CMS Mandate for Shared Decision-Making Didn’t Affect ICD Use

Use was already declining before the requirement, and continued to do so after it was implemented.

CMS Mandate for Shared Decision-Making Didn’t Affect ICD Use

Easing some concerns about access, a research letter published online this week in JAMA Internal Medicine shows that a US Centers for Medicare & Medicaid Services (CMS) requirement for shared decision-making prior to placing an implantable cardioverter-defibrillator (ICD) for certain indications did not influence use of the devices over ensuing years.

Primary-prevention ICD use among Medicare beneficiaries had already been declining for at least 2 years before the mandate was introduced in a February 2018 update to the agency’s national coverage determination (NCD) for ICDs, and that trend did not change significantly over the next 2 years.

“Our results do not support the hypothesis that a shared decision-making mandate might reduce access to ICDs,” Joshua Rager, MD (University of Michigan, Ann Arbor), and colleagues write.

The CMS mandate for a shared decision-making encounter between a patient and either a physician or a qualified nonphysician professional (physician assistant, nurse practitioner, or clinical nurse specialist) prior to ICD implantation also includes a requirement to use of an evidence-based decision tool. It applies to ICDs used for primary—but not secondary—prevention of sudden cardiac death.

“We believe that a shared decision-making encounter prior to initial ICD implantation is a critical step in empowering patient choice in their treatment plan. While ICDs have remained a common treatment option for many years, the strength of evidence for an ICD benefit is different for different patient populations,” CMS explained in the NCD, noting that a patient’s health goals, preferences, and values aren’t typically covered during the usual process of informed consent.

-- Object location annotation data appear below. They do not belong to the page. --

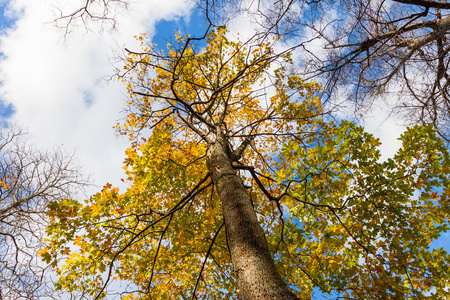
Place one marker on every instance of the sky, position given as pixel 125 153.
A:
pixel 56 86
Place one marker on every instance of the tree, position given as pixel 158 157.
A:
pixel 371 48
pixel 29 180
pixel 241 186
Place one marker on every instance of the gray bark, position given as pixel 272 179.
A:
pixel 254 267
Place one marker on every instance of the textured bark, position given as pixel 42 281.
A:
pixel 254 267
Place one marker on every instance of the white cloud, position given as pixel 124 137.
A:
pixel 57 87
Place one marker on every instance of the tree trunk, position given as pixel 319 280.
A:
pixel 254 267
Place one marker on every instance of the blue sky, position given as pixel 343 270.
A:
pixel 57 89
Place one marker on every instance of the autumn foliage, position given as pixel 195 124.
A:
pixel 335 217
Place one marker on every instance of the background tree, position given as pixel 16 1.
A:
pixel 371 48
pixel 29 180
pixel 394 49
pixel 241 186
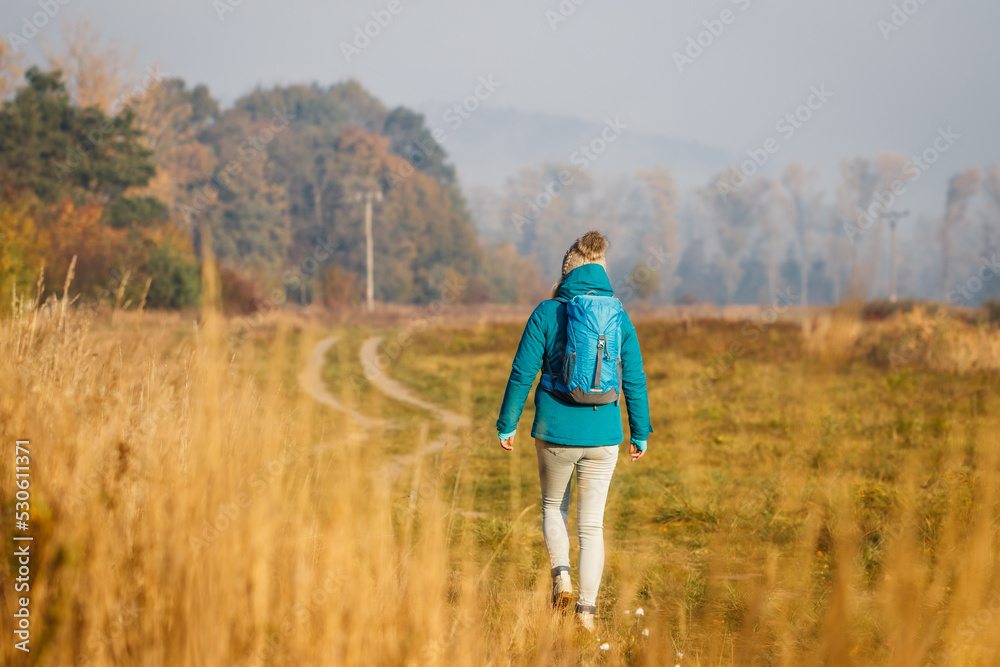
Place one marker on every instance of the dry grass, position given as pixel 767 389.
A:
pixel 192 507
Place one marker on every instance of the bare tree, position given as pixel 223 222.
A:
pixel 11 70
pixel 95 74
pixel 961 188
pixel 663 194
pixel 734 216
pixel 859 181
pixel 800 205
pixel 991 217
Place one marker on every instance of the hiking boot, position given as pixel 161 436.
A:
pixel 585 616
pixel 562 587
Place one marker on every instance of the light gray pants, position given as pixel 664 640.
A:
pixel 594 467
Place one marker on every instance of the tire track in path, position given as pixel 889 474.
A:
pixel 311 380
pixel 396 391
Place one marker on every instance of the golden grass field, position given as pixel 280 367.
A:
pixel 829 499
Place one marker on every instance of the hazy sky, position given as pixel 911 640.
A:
pixel 609 59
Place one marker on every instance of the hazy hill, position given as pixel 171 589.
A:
pixel 491 144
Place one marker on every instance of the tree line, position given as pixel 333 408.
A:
pixel 129 174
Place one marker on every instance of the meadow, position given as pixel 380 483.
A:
pixel 828 496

Whether this new requirement would create an undue drop in ICD implantations had remained unclear, Rager told TCTMD.

For the study, his team examined data from a random 20% sample of the Carrier and Medicare Provider and Analysis Review files. The analysis included 40,085 Medicare beneficiaries (mean age 72 years; 72% men) who received a de novo ICD between January 2016 and February 2020.

In the current cohort, 59% of ICD recipients had a primary-prevention indication. Those with a secondary-prevention indication were included as comparators.

The rate of primary-prevention ICD use was already decreasing at a rate of 2.37 procedures per 100,000 potentially eligible beneficiaries per month in the 2 years before the CMS mandate was implemented, and the rate of decline after that point (0.77 procedures per 100,000 per month) was not significantly different (P = 0.26).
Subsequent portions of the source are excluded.